Giorgia Gelsi (GG): Siamo con Marianna Accerboni, un personaggio molto eclettico: architetto, critico d’arte e anche scenografa di eventi di luce. In questa fase della sua vita, che cosa si sente di più? Qual è il ruolo che più la rappresenta?
Marianna Accerboni (MA): Io mi sento soprattutto architetto, nel senso che architetto eventi. Di conseguenza sono anche scenografa, perché l’amore per la luce mi è venuto dalle esperienze teatrali e dall’uso molto importante che in teatro si fa della luce. Ho iniziato proprio con degli eventi teatrali fin da giovanissima e mi sono anche laureata con una tesi in scenografia. Quindi proprio sulle tavole del palcoscenico ho acquisito il significato dell’importanza della luce nella comunicazione in generale, da questo poi si è sviluppato tutto il mio amore per gli eventi di luce.
GG: In questo senso è anche un po’ una pioniera: dal ‘97 in poi si sono succeduti degli importanti “eventi” di luce, a Trieste ma non solo. In un certo senso l’evento di luce è un avvenimento effimero, un po’ come uno spettacolo teatrale.”Hinc et nunc”, dura in quel momento e basta: bene per chi è presente, e chi non c’è può vedere le fotografie, ma non è la stessa cosa. È il suo modo, questo, di intendere l’arte, come una cosa effimera?

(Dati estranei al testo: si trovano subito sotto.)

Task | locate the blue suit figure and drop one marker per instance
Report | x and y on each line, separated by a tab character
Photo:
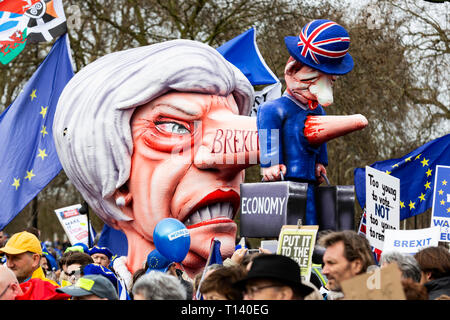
318	55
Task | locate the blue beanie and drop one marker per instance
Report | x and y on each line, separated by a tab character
93	268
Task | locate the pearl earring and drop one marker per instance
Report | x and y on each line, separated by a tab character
120	201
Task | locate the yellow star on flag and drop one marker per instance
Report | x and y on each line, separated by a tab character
29	175
16	183
42	154
424	162
33	94
43	111
44	131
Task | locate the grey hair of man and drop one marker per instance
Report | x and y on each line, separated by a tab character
91	126
406	263
157	285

MA: Effimera nel significato migliore della parola, cioè effimera in quanto magica. Quello che mi ha sempre affascinato nel teatro è proprio questo; ricordo le prime esperienze, quando i ballerini andavano in scena coi miei costumi al Verdi (teatro lirico di Trieste, ndr), e c’era la sarta fino ad un attimo prima dietro le quinte che cuciva l’ultimo punto sulla mutanda… Andavano in scena, con la luce e con gli applausi, andava tutto bene, ma dopo un attimo non c’era più nulla. È questo il fascino del teatro e anche il fascino della luce, è l’effimero meraviglioso del sogno e della magia. Anche l’evento di luce c’è, e dopo un attimo non c’è più nulla: c’è la luce, la fascinazione che il pubblico subisce, ma poi rimane solo l’emozione, ma anche quella è passata.

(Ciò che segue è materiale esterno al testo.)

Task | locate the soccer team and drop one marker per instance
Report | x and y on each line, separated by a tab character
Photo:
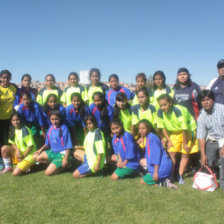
152	131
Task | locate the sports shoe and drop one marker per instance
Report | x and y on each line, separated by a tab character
181	180
167	183
6	170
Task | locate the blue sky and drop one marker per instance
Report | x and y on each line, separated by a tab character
120	36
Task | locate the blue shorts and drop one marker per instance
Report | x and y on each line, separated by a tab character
84	168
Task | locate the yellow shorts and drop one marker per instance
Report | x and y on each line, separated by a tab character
177	140
24	165
192	143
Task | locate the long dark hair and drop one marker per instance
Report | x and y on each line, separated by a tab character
58	114
103	109
118	122
144	90
121	97
148	124
162	75
81	109
46	108
92	119
177	85
12	128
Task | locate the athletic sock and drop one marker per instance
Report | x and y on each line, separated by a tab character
7	162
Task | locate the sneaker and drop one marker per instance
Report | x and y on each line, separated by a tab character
167	183
6	170
181	180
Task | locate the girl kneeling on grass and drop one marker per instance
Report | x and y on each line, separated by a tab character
92	154
58	142
126	151
158	163
21	149
178	127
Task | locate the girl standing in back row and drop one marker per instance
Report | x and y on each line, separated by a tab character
7	97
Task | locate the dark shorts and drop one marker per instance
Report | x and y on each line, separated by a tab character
55	158
125	172
148	179
4	131
84	168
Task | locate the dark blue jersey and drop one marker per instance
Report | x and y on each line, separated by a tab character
155	154
126	147
32	115
20	91
188	97
73	117
103	125
47	122
112	93
217	86
58	138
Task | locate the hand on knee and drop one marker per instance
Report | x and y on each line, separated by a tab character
76	174
48	172
114	176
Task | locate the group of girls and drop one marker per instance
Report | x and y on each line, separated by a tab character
98	125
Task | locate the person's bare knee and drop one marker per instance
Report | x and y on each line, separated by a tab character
114	176
17	172
5	151
143	162
76	174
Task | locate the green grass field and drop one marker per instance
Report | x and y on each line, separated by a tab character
35	198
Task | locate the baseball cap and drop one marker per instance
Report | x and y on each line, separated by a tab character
220	64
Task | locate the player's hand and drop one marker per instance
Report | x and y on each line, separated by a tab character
221	152
44	134
155	177
187	148
19	156
204	160
169	144
38	152
164	143
96	168
120	164
64	163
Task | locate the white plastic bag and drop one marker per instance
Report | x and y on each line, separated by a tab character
204	181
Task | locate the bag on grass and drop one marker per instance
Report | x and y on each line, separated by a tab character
205	181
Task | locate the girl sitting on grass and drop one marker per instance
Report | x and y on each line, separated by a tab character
122	110
92	154
126	152
57	145
21	149
156	160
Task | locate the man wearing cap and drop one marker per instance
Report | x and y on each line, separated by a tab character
210	133
217	84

GG: Questi eventi di luce sono però spesso correlati a mostre d’arte, quindi ad opere che rimangono nel tempo; c’è quindi anche una contrapposizione…

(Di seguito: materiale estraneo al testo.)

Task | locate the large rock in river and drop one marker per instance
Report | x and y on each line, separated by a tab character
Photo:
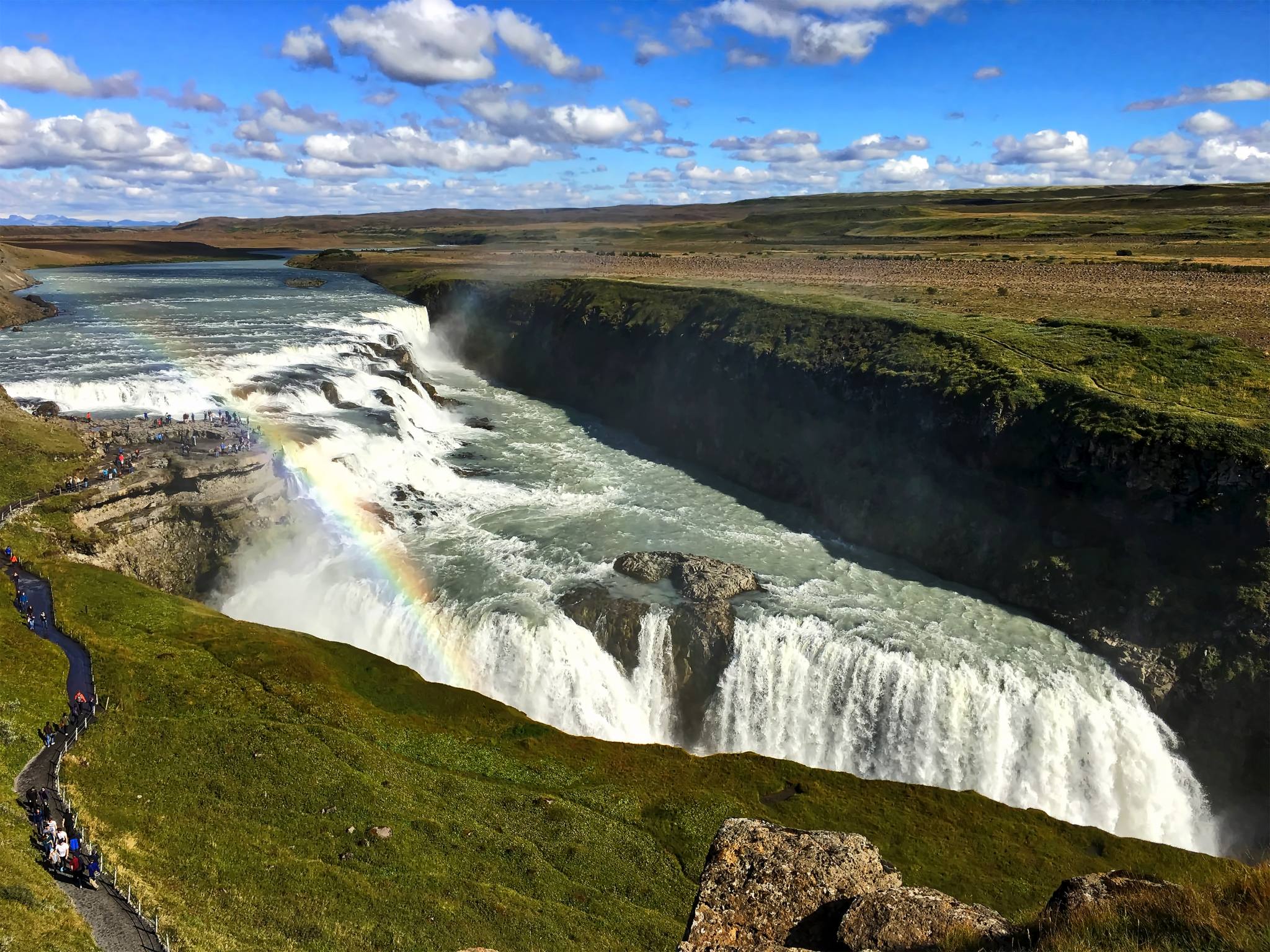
701	626
769	886
915	919
699	578
614	621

MA: Infatti, c’è contrapposizione e anche contaminazione. Ho intitolato una mostra fatta tempo fa a Roma proprio “Contaminazione di luce”, perché la luce pittorica che si trovava nelle opere dell’artista veniva poi riproposta sulla pubblica via, insieme a delle musiche appositamente composte, in immagini di luce di opere dello stesso artista. Quindi la luce tecnologica accompagnava e interpretava la luce pittorica, di antica memoria. Basta pensare ai vedutisti del Settecento veneziano. Luce pittorica e luce tecnologica: perché oggi il pubblico ha bisogno di nuovi stimoli, nuove emozioni e nuove sensazioni. La vita corrente, la pubblicità è talmente piena di sollecitazioni, che quando la gente va a teatro o va a vedere una mostra d’arte, non gli basta più vedere i quadri appesi alle pareti…deve avere qualcosa di più.
GG: Quindi anche un buon allestimento non basta più?
MA: Un buon allestimento è sempre un buon allestimento… ma rimane sempre una cosa sola, mentre l’interdisciplinarità di più arti messe insieme, come può essere la pittura, la musica, la scenografia di luci, crea l’evento, qualcosa di ludico, magico, che il pubblico dimostra sempre di apprezzare.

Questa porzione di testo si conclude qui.